A recent study published by the journal Waste Management revealed something disturbing. Their survey of 1000 people showed how labels such as “best by,” or “use by,” caused significant confusion around how long certain foods are safe to eat.
Americans are throwing away totally edible food just because they don’t understand what “best by” and “use by” actually mean. Labels like these are not required by any federal law. Food companies use these labels, voluntarily, to guide both the consumer and retailers as to food freshness.
The labels have nothing to do with food safety. The only time the USDA requires a label is if the food is “dangerous” to consume after a certain date. Yet, 84% of consumers have, at least sometimes, tossed food that is close to the date stamped on the package.
“Best by” means that the food is freshest and tastiest right at, or before, the indicated date. “Sell by” is for grocers’ use in managing sales and displays. “Use by” is the last date for consumption before the product’s quality and taste begin to decline.
None of them have anything to do with safety.
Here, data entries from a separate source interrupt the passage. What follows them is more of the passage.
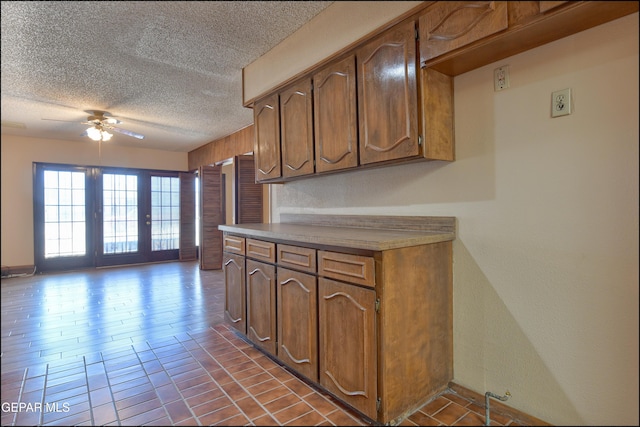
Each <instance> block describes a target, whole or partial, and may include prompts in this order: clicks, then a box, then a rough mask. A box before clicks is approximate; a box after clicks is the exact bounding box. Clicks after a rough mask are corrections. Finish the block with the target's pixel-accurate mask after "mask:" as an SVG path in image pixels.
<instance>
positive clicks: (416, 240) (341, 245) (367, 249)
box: [218, 223, 455, 251]
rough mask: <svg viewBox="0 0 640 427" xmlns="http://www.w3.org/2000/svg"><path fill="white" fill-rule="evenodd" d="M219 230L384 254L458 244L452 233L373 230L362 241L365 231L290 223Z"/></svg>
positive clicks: (406, 230)
mask: <svg viewBox="0 0 640 427" xmlns="http://www.w3.org/2000/svg"><path fill="white" fill-rule="evenodd" d="M273 226H275V227H277V228H283V227H284V228H289V230H288V231H287V230H277V231H276V230H271V228H272V227H273ZM218 229H219V230H221V231H223V232H225V233H229V234H234V235H239V236H242V237H246V238H256V239H268V240H278V241H284V242H291V243H294V244H295V243H297V244H311V245H319V246H336V247H346V248H354V249H364V250H372V251H384V250H391V249H399V248H404V247H411V246H419V245H426V244H432V243H439V242H446V241H452V240H455V233H453V232H435V231H433V232H423V231H422V232H421V231H415V230H406V231H403V230H397V229H375V230H370V232H371V233H370V235H369V236H367V237H362V234H363V233H362V232H363V231H364V230H366V229H362V228H350V227H328V226H318V225H302V224H289V223H276V224H238V225H219V226H218ZM349 231H354V232H355V233H356V234H357V235H358V236H355V237H354V236H351V237H350V236H349ZM332 234H334V235H335V234H340V236H339V237H336V236H332ZM387 234H388V235H387Z"/></svg>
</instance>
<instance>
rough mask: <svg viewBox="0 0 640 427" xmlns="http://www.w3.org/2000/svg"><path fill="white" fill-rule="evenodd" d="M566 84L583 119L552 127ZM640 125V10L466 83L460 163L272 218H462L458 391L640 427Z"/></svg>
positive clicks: (357, 177)
mask: <svg viewBox="0 0 640 427" xmlns="http://www.w3.org/2000/svg"><path fill="white" fill-rule="evenodd" d="M343 19H345V20H349V19H352V20H355V19H356V18H355V17H353V16H344V17H343ZM289 54H290V55H293V56H295V55H298V54H302V53H301V52H295V51H291V52H289ZM272 59H274V58H272ZM505 64H508V65H509V66H510V73H511V87H510V88H509V89H507V90H504V91H501V92H494V91H493V69H494V68H496V67H498V66H501V65H505ZM565 88H571V89H572V90H573V97H574V108H575V110H574V113H573V114H572V115H570V116H565V117H559V118H550V104H551V102H550V100H551V92H552V91H555V90H559V89H565ZM638 116H639V112H638V14H637V13H636V14H633V15H631V16H628V17H625V18H622V19H619V20H616V21H614V22H611V23H608V24H605V25H601V26H599V27H596V28H594V29H591V30H588V31H585V32H582V33H579V34H576V35H574V36H571V37H568V38H565V39H562V40H559V41H556V42H553V43H550V44H548V45H545V46H542V47H539V48H537V49H534V50H531V51H529V52H525V53H523V54H520V55H517V56H513V57H510V58H507V59H505V60H503V61H500V62H499V63H494V64H491V65H488V66H486V67H483V68H480V69H477V70H474V71H472V72H469V73H466V74H463V75H460V76H458V77H456V78H455V134H456V156H457V160H456V161H455V162H453V163H446V162H432V163H421V164H412V165H405V166H393V167H387V168H382V169H377V170H369V171H354V172H350V173H344V174H338V175H333V176H326V177H319V178H314V179H307V180H301V181H296V182H291V183H287V184H285V185H279V186H272V189H271V190H272V196H271V197H272V215H273V221H274V222H278V221H279V215H280V213H284V212H287V213H322V214H331V213H334V214H357V215H365V214H372V215H374V214H379V215H449V216H455V217H456V218H457V220H458V235H457V239H456V240H455V242H454V267H453V268H454V381H455V382H456V383H458V384H460V385H462V386H465V387H467V388H469V389H471V390H474V391H476V392H478V393H481V394H484V393H485V392H486V391H493V392H495V393H498V394H503V393H504V392H505V391H506V390H509V391H510V392H511V394H512V397H511V398H510V399H509V401H508V402H506V403H507V404H508V405H509V406H511V407H513V408H516V409H519V410H521V411H524V412H526V413H528V414H530V415H532V416H535V417H538V418H540V419H542V420H544V421H547V422H550V423H552V424H558V425H638V397H639V396H638V320H639V319H638V297H639V296H638V243H639V242H638V232H639V230H638V221H639V220H638V154H639V153H638Z"/></svg>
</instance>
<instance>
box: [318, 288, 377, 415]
mask: <svg viewBox="0 0 640 427" xmlns="http://www.w3.org/2000/svg"><path fill="white" fill-rule="evenodd" d="M375 298H376V294H375V292H374V291H373V290H370V289H364V288H361V287H358V286H355V285H349V284H345V283H342V282H338V281H335V280H330V279H325V278H322V277H321V278H319V279H318V310H319V313H318V314H319V331H320V348H319V354H320V384H321V385H322V386H324V387H326V388H327V390H329V391H331V392H332V393H334V394H335V395H336V396H337V397H339V398H340V399H342V400H344V401H345V402H347V403H348V404H350V405H351V406H353V407H354V408H356V409H358V410H360V411H361V412H362V413H364V414H365V415H367V416H369V417H371V418H373V419H376V400H377V356H376V355H377V353H376V348H377V346H376V338H375Z"/></svg>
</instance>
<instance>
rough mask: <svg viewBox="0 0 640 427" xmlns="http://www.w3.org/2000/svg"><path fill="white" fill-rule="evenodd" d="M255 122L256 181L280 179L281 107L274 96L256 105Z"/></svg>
mask: <svg viewBox="0 0 640 427" xmlns="http://www.w3.org/2000/svg"><path fill="white" fill-rule="evenodd" d="M253 121H254V126H255V132H256V135H255V136H256V143H255V149H254V151H255V152H254V155H255V160H256V181H265V180H270V179H274V178H280V177H281V176H282V171H281V170H280V106H279V103H278V95H277V94H273V95H271V96H269V97H267V98H264V99H262V100H260V101H258V102H256V103H255V105H254V106H253Z"/></svg>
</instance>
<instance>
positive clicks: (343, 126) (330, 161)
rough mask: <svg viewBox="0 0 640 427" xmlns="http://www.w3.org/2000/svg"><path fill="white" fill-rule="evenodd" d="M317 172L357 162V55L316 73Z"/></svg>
mask: <svg viewBox="0 0 640 427" xmlns="http://www.w3.org/2000/svg"><path fill="white" fill-rule="evenodd" d="M313 87H314V93H313V106H314V109H313V114H314V117H315V122H314V124H315V129H314V132H315V148H316V171H317V172H327V171H332V170H338V169H345V168H351V167H356V166H357V165H358V114H357V104H356V96H357V92H356V87H357V86H356V58H355V56H354V55H351V56H349V57H347V58H345V59H342V60H340V61H339V62H337V63H335V64H331V65H329V66H327V67H326V68H323V69H322V70H320V71H318V72H317V73H315V74H314V76H313Z"/></svg>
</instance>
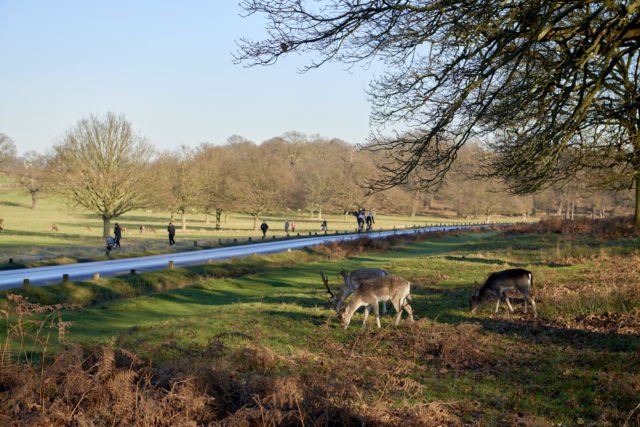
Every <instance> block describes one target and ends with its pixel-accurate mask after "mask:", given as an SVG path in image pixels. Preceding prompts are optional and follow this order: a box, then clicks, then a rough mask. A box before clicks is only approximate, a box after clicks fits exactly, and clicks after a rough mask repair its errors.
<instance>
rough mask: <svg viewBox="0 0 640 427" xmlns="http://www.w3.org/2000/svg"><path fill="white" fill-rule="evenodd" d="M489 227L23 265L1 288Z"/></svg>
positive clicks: (395, 231)
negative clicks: (98, 259) (290, 250)
mask: <svg viewBox="0 0 640 427" xmlns="http://www.w3.org/2000/svg"><path fill="white" fill-rule="evenodd" d="M477 227H489V225H455V226H436V227H424V228H416V229H410V230H392V231H377V232H375V231H374V232H369V233H366V234H326V235H322V236H316V237H305V238H298V239H291V240H277V241H269V242H261V243H253V244H248V245H241V246H234V247H223V248H216V249H205V250H200V251H191V252H178V253H169V254H163V255H151V256H144V257H137V258H127V259H117V260H108V261H94V262H85V263H78V264H67V265H55V266H50V267H36V268H22V269H16V270H5V271H0V290H4V289H11V288H17V287H20V286H22V285H23V283H24V280H25V279H28V280H29V284H30V285H32V286H45V285H51V284H56V283H61V282H62V280H63V275H68V280H70V281H81V280H88V279H92V278H93V277H94V274H96V273H97V274H99V275H100V277H112V276H117V275H121V274H128V273H130V272H131V270H135V271H136V272H144V271H154V270H162V269H165V268H168V265H169V261H173V265H174V266H175V267H184V266H189V265H199V264H206V263H207V262H208V261H209V260H214V261H219V260H225V259H229V258H236V257H245V256H249V255H252V254H269V253H275V252H284V251H287V250H289V249H292V250H293V249H300V248H304V247H308V246H315V245H319V244H321V243H324V242H331V241H345V240H353V239H357V238H359V237H362V236H367V237H370V238H381V237H387V236H392V235H394V234H396V235H402V234H414V233H425V232H434V231H448V230H457V229H464V228H477Z"/></svg>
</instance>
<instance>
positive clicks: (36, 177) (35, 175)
mask: <svg viewBox="0 0 640 427" xmlns="http://www.w3.org/2000/svg"><path fill="white" fill-rule="evenodd" d="M48 163H49V159H48V157H47V156H45V155H44V154H40V153H38V152H36V151H27V152H26V153H25V155H24V156H23V157H22V158H21V159H20V161H19V162H18V164H17V166H16V169H15V172H14V174H15V175H16V177H17V178H18V182H19V183H20V185H21V186H22V188H24V189H25V190H26V191H27V192H28V193H29V195H30V196H31V209H36V208H37V207H38V198H39V196H40V194H41V193H42V192H43V191H45V190H46V189H47V188H48V187H49V186H50V184H51V174H50V171H49V170H48Z"/></svg>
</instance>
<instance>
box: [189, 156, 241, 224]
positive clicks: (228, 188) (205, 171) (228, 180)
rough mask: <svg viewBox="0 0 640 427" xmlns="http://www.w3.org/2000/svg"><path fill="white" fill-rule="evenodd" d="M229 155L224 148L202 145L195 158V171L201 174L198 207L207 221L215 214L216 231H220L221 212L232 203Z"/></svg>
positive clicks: (232, 202) (230, 172) (226, 208)
mask: <svg viewBox="0 0 640 427" xmlns="http://www.w3.org/2000/svg"><path fill="white" fill-rule="evenodd" d="M228 158H229V153H228V152H227V150H226V148H225V147H220V146H214V145H210V144H202V145H201V146H200V147H199V149H198V152H197V153H196V157H195V165H196V169H197V170H199V171H200V173H201V182H200V184H201V192H202V194H201V197H200V203H199V205H200V207H201V208H202V209H203V210H204V213H205V215H206V216H207V222H208V220H209V214H210V213H211V212H215V215H216V229H217V230H219V229H220V219H221V215H222V212H223V211H224V210H226V209H229V207H230V206H231V205H232V203H233V199H234V197H233V194H232V184H231V182H232V180H233V169H232V167H231V165H230V163H229V160H228Z"/></svg>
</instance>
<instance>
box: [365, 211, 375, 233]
mask: <svg viewBox="0 0 640 427" xmlns="http://www.w3.org/2000/svg"><path fill="white" fill-rule="evenodd" d="M364 222H366V223H367V231H371V228H372V227H373V216H372V215H371V211H369V214H368V215H367V217H366V218H365V219H364Z"/></svg>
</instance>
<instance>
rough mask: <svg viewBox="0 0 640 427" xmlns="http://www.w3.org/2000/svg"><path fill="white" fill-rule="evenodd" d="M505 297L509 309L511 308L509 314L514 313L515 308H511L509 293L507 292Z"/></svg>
mask: <svg viewBox="0 0 640 427" xmlns="http://www.w3.org/2000/svg"><path fill="white" fill-rule="evenodd" d="M503 295H504V300H505V301H506V302H507V307H509V313H513V307H512V306H511V302H510V301H509V297H508V296H507V293H506V292H505V293H504V294H503Z"/></svg>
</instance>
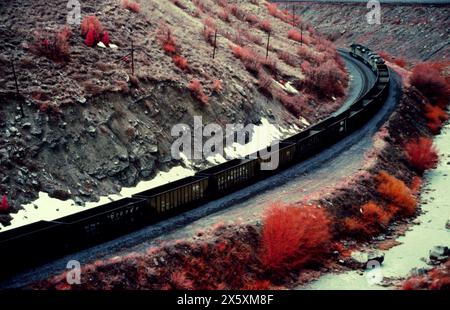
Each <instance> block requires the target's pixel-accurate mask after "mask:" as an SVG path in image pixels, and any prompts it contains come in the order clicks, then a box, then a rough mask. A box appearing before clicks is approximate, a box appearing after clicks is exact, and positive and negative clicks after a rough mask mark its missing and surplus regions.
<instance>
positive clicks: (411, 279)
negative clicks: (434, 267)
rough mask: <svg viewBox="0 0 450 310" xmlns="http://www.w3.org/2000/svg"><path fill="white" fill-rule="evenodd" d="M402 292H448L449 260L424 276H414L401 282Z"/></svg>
mask: <svg viewBox="0 0 450 310" xmlns="http://www.w3.org/2000/svg"><path fill="white" fill-rule="evenodd" d="M402 290H450V260H447V262H446V263H445V264H444V265H442V266H438V267H435V268H434V269H432V270H431V271H429V272H428V273H426V274H424V275H415V276H412V277H410V278H409V279H407V280H406V281H405V282H403V285H402Z"/></svg>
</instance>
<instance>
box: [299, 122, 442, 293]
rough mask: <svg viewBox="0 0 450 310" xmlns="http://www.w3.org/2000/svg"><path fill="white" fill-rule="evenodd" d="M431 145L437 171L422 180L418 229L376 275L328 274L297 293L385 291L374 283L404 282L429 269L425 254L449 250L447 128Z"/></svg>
mask: <svg viewBox="0 0 450 310" xmlns="http://www.w3.org/2000/svg"><path fill="white" fill-rule="evenodd" d="M435 144H436V146H437V148H438V150H439V154H440V163H439V166H438V167H437V169H435V170H431V171H429V172H427V174H426V176H425V181H426V182H427V183H426V185H425V187H424V189H423V191H422V198H421V201H422V204H421V206H420V207H421V209H422V211H423V214H421V215H420V216H419V217H418V219H417V220H418V221H419V225H414V226H412V227H411V228H410V229H409V230H408V231H407V232H406V235H405V236H402V237H399V238H398V239H397V241H399V242H401V244H400V245H398V246H396V247H393V248H391V249H390V250H388V251H386V252H385V257H384V262H383V265H382V266H381V267H380V268H379V269H378V270H377V272H378V274H374V273H373V272H367V271H366V272H365V273H364V274H362V275H360V274H359V273H358V272H357V271H350V272H345V273H341V274H328V275H325V276H323V277H321V278H320V279H319V280H318V281H315V282H313V283H312V284H311V285H308V286H304V287H299V289H324V290H328V289H341V290H342V289H346V290H358V289H360V290H361V289H370V290H374V289H389V287H383V286H381V285H379V281H376V280H377V279H378V280H382V279H383V278H405V277H406V276H408V274H409V273H410V272H411V270H412V269H414V268H430V266H429V265H427V264H426V263H425V261H424V260H425V259H426V258H428V255H429V250H430V249H432V248H433V247H434V246H437V245H443V246H450V230H448V229H446V228H445V224H446V222H447V220H450V192H449V184H450V165H449V164H448V163H450V124H447V126H446V127H445V129H444V130H443V131H442V133H441V134H440V135H439V136H437V137H436V138H435ZM424 202H426V203H424ZM373 280H375V281H373ZM374 282H375V283H374Z"/></svg>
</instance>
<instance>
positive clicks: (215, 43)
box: [213, 29, 217, 59]
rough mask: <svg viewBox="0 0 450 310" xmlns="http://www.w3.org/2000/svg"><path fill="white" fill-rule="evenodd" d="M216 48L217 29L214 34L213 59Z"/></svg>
mask: <svg viewBox="0 0 450 310" xmlns="http://www.w3.org/2000/svg"><path fill="white" fill-rule="evenodd" d="M216 48H217V29H216V31H215V32H214V50H213V59H214V58H215V57H216Z"/></svg>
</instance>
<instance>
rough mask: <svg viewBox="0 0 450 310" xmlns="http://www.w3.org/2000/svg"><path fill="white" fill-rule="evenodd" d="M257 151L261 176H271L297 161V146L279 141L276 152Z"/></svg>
mask: <svg viewBox="0 0 450 310" xmlns="http://www.w3.org/2000/svg"><path fill="white" fill-rule="evenodd" d="M261 152H262V151H259V152H258V157H259V163H260V170H261V173H263V174H273V173H275V172H277V170H281V169H284V168H286V167H288V166H290V165H292V164H293V163H295V162H296V161H297V144H296V143H295V142H291V141H289V142H287V141H280V142H279V143H278V149H277V150H271V149H269V150H268V151H264V152H262V153H261Z"/></svg>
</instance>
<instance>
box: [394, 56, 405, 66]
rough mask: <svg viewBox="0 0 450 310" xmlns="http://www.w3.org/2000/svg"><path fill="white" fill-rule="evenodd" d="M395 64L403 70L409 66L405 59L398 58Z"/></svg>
mask: <svg viewBox="0 0 450 310" xmlns="http://www.w3.org/2000/svg"><path fill="white" fill-rule="evenodd" d="M394 63H395V64H396V65H397V66H399V67H402V68H404V67H406V65H407V63H406V60H405V59H404V58H396V59H394Z"/></svg>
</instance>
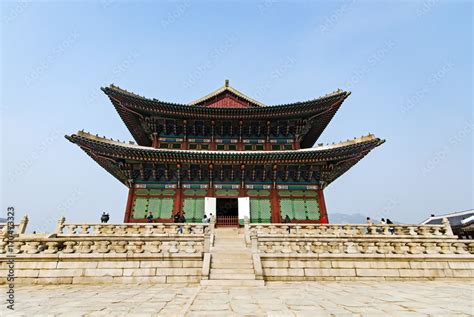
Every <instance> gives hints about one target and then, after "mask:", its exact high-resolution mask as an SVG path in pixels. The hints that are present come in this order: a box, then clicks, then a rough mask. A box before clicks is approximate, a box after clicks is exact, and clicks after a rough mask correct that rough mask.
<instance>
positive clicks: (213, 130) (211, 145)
mask: <svg viewBox="0 0 474 317" xmlns="http://www.w3.org/2000/svg"><path fill="white" fill-rule="evenodd" d="M215 128H216V123H215V121H214V120H212V121H211V144H210V146H209V150H211V151H214V150H216V142H215V131H214V130H215Z"/></svg>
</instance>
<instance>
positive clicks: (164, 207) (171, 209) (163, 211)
mask: <svg viewBox="0 0 474 317" xmlns="http://www.w3.org/2000/svg"><path fill="white" fill-rule="evenodd" d="M150 211H151V213H152V215H153V218H164V219H169V218H171V214H172V213H173V198H150V199H149V201H148V212H150Z"/></svg>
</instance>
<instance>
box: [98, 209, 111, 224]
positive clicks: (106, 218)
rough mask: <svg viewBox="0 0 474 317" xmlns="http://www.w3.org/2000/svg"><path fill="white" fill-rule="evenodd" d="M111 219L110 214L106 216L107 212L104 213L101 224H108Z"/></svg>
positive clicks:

So, just because an item has reached or even passed whatever date is stamped on the package, that doesn’t mean it’s time to throw it out. The best way to determine if your food is spoiled is to smell it first – something your grandparents could have told you easily. Food that has been properly stored is nearly always safe until spoilage bacteria makes it smell or changes the taste or texture. You can protect yourself from E. coli and salmonella by cooking food to USDA recommended temperatures.
The only exception is baby formula and baby food. The expiration dates on these products are hard dates, and they should not be used after the date has passed.
Freezing food is a great way to keep food way past their use-by dates. Also, canned food and shelf-stable food can potentially keep forever. Taste may deteriorate over time, but it can be consumed safely (again, unless it smells). Leftovers should be eaten or discarded within four days.
Wasting food is bad for your wallet and the planet, and becoming informed about food storage will keep good, wholesome food out of the garbage can.
Bottom line: no need to take those dates so literally.